Innovator and generics businesses say that the UK Supreme Court’s ruling in Actavis v Icos and the guidelines it produced give them greater insight into whether a dosage regimen could be considered obvious
The UK’s highest court decided in March that a patent licensed from former biotech company Icos to Eli Lilly for the erectile dysfunction (ED) drug Cialis (tadalafil) was invalid.
Sources say that while the decision does not represent a major shift in patent law, it does confirm that dosage regimens are patentable and that businesses will need to demonstrate an unexpected or surprising benefit to a suggested dosage for it to attain patent protection.
“The decision, I would say, confirms the view that the dosage regimen should be patentable because it has not been disclosed before and because it is efficacious is not enough,” an industry source tells Patent Strategy. “You need to be able to show some unexpected advantage to the dosage regimen.”
Originally tadalafil was administered in an on-demand single dosage of 10mg or 20mg, depending on the strength needed by the patient. An IP director at an innovator company in the UK adds that Eli Lilly argued a daily 5mg dosage change was an unexpected benefit because patients experienced the same benefit of taking a daily pill at a lower dosage as they would a higher dosage on demand.
He adds the biotech industry worried the courts would make the UK unattractive to the bioscience industry by striking down the patent. But these fears have largely passed now that the court has given greater insight into what is and is not obvious.
The industry source says that the danger of a reduction in R&D as a result of this case was always more of a hypothetical risk in any case. He adds that is not aware of any products that companies said they would not launch because of questionable decisions by the UK Supreme Court.
“Ultimately, the UK is still a big market for pharmaceuticals,” he says.
Other in-house sources add that the ruling did not take dosage regimen patents off the table but simply laid out what would be considered non-obvious to a skilled person.
The dosage commandments
An industry source points out that biotech worries have been alleviated partly because the court issued guidelines that set out 10 factors shedding light on what can be considered obvious to a skilled person in dosage regimens and what could be considered a routine discovery during pre-clinical trials.
In explaining the added clarity of these 10 factors, a director of a UK life sciences company says: “These factors are the sort of thing you would explain to a client if they asked you what I should look at to establish if something is patentable. I wouldn't have written it down exactly like the Supreme Court did, but nothing in there was revolutionary.”
An industry source adds that the 10-step process brings together elements of other cases in an effort by the court to answer what is obvious to a skilled person.

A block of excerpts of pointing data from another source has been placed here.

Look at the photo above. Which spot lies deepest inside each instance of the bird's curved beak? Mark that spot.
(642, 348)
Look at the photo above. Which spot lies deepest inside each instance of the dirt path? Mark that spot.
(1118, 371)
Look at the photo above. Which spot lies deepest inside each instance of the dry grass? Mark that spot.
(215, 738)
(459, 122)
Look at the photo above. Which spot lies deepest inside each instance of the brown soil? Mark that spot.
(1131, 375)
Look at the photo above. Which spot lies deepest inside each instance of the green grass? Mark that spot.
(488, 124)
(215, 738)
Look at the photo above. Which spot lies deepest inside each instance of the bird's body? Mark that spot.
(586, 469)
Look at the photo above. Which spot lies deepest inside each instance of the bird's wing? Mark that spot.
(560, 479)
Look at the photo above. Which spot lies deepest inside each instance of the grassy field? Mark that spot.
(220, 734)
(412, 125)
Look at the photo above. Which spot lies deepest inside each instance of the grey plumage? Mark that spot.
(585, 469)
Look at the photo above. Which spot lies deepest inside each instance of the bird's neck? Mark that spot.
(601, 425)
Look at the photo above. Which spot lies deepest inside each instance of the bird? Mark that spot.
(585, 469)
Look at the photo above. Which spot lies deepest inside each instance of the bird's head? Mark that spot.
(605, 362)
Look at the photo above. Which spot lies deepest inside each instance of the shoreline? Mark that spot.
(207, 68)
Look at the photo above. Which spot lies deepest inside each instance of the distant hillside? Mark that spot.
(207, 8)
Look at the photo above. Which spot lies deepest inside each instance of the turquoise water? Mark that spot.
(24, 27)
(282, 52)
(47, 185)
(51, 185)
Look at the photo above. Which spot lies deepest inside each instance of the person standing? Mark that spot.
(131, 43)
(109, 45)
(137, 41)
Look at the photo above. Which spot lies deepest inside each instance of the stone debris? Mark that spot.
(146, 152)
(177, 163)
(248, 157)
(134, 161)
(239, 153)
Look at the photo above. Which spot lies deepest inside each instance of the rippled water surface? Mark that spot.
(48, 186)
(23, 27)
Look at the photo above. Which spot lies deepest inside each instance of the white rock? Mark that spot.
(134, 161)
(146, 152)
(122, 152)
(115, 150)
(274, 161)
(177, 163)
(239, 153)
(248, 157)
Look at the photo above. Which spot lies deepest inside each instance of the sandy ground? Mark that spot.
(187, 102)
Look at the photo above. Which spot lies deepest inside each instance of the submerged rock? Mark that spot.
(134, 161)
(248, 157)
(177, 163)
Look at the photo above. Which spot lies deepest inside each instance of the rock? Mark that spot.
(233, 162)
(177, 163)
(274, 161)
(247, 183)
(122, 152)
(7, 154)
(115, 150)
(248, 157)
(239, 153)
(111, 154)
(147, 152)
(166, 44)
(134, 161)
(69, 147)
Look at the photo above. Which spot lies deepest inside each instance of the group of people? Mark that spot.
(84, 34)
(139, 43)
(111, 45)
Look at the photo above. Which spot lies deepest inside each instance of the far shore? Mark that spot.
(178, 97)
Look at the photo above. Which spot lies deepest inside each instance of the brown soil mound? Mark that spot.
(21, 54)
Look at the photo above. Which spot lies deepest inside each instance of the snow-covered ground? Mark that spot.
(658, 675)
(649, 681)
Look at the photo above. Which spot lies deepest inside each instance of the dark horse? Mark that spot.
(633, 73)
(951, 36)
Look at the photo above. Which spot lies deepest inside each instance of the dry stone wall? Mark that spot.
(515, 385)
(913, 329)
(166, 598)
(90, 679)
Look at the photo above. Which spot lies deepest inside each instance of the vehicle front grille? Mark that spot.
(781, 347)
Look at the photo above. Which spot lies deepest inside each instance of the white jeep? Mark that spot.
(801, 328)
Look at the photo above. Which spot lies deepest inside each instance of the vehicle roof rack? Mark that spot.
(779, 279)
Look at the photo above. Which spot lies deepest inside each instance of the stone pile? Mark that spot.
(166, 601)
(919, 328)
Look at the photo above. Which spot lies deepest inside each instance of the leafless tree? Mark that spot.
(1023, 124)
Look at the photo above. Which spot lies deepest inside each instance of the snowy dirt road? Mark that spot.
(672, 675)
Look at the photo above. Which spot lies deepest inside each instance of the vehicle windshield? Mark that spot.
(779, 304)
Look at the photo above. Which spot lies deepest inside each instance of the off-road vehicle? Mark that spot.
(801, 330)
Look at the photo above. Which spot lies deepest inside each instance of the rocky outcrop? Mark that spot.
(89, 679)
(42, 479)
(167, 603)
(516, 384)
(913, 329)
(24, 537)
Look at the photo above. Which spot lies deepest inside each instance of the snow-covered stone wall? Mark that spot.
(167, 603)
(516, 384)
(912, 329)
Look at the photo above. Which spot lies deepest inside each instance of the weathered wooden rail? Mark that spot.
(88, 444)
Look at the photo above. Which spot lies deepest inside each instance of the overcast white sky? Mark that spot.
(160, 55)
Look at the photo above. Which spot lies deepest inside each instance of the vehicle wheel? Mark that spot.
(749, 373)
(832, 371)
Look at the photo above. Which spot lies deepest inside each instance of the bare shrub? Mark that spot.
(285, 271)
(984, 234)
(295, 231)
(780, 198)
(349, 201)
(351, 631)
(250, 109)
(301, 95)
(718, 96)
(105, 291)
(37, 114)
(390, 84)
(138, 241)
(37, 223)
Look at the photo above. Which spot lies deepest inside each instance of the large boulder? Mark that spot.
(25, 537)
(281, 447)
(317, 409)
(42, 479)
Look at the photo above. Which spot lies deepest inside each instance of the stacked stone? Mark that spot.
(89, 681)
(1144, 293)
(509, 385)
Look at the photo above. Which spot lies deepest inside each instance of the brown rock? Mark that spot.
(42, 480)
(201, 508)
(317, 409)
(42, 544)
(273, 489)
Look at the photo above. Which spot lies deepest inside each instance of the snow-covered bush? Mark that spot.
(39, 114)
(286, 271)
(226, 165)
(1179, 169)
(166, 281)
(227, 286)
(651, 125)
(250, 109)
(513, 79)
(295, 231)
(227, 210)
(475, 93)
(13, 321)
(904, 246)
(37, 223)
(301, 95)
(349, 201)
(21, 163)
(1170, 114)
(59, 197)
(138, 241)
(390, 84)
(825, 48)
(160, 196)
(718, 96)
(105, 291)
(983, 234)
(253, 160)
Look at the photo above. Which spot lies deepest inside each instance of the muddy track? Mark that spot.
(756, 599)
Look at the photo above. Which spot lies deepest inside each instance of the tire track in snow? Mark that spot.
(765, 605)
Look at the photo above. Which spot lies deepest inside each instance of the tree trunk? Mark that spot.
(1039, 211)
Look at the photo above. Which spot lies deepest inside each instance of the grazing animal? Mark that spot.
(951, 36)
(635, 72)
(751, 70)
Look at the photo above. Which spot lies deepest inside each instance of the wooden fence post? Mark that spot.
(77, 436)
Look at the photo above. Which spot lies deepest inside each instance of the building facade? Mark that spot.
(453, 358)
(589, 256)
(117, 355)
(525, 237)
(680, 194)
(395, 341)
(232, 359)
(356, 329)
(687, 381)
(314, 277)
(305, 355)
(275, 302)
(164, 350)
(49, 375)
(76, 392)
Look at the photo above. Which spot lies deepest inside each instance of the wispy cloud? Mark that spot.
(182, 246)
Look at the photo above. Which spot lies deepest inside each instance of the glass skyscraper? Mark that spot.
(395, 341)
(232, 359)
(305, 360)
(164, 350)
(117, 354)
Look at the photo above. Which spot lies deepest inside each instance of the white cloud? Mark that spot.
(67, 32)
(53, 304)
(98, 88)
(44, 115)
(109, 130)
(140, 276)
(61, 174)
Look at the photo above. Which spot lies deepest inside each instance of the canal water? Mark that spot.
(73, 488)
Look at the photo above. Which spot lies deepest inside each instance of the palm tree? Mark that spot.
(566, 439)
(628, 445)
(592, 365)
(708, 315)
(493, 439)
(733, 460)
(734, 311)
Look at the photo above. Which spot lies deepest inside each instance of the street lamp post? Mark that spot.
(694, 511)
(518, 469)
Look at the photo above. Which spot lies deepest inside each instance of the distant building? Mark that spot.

“This guidance is something people will start using a lot more,” he says.
He adds, however, that the guidance does not set out which of the 10 factors are more important than others, which may lead to some controversy and confusion in the future.
“In some cases one factor might be more important than others. It sets a framework.”
In-house lawyers say that the ruling will make companies question whether or not to pursue patents for drug dosage modifications. ED drugs, which are large revenue generators for companies, are predicted by DrugBank to become a $3.2 billion industry by 2022. With so much money at stake, pharma innovators might want to test the waters to see what drug modifications they can patent. In-house sources say that at some point a drug becomes so valuable that it is worth taking a risk to see if they can get a different ruling.
The panel of five judges decided that the daily dosage of 5mg for tadalafil lacked the inventive step needed for a patent.
The High Court had earlier backed Eli Lilly and Icos by saying that a 5mg daily dose of tadalafil was not an obvious treatment for ED.
The case pitted Eli Lilly and Icos against several companies and associations led by Actavis. These respondents had sought to have the patent – EP (UK) 1,173,181 – revoked, with Eli Lilly counterclaiming for infringement at the High Court.
“It is a huge win for the generics industry,” says an industry source, adding that the court has opened the door for generic companies to profit from the lucrative drug.
An in-house source adds: “There is an underlying tone that the patent is a sort of bargain between the state and the company. If you have an amazing invention, it justifies you having a monopoly, but if you have a small step invention it probably won’t.”
In this case, he says, 5mg was too small for ED.
Teva, the parent company of Activis, tells Patent Strategy: “We are pleased at the outcome of the UK Supreme Court case. The court rejected Eli Lilly’s attempt to maintain a patent that covers the results of ‘familiar and routine testing of a drug’. Teva will continue to serve the needs of the patients, including by challenging invalid IP.”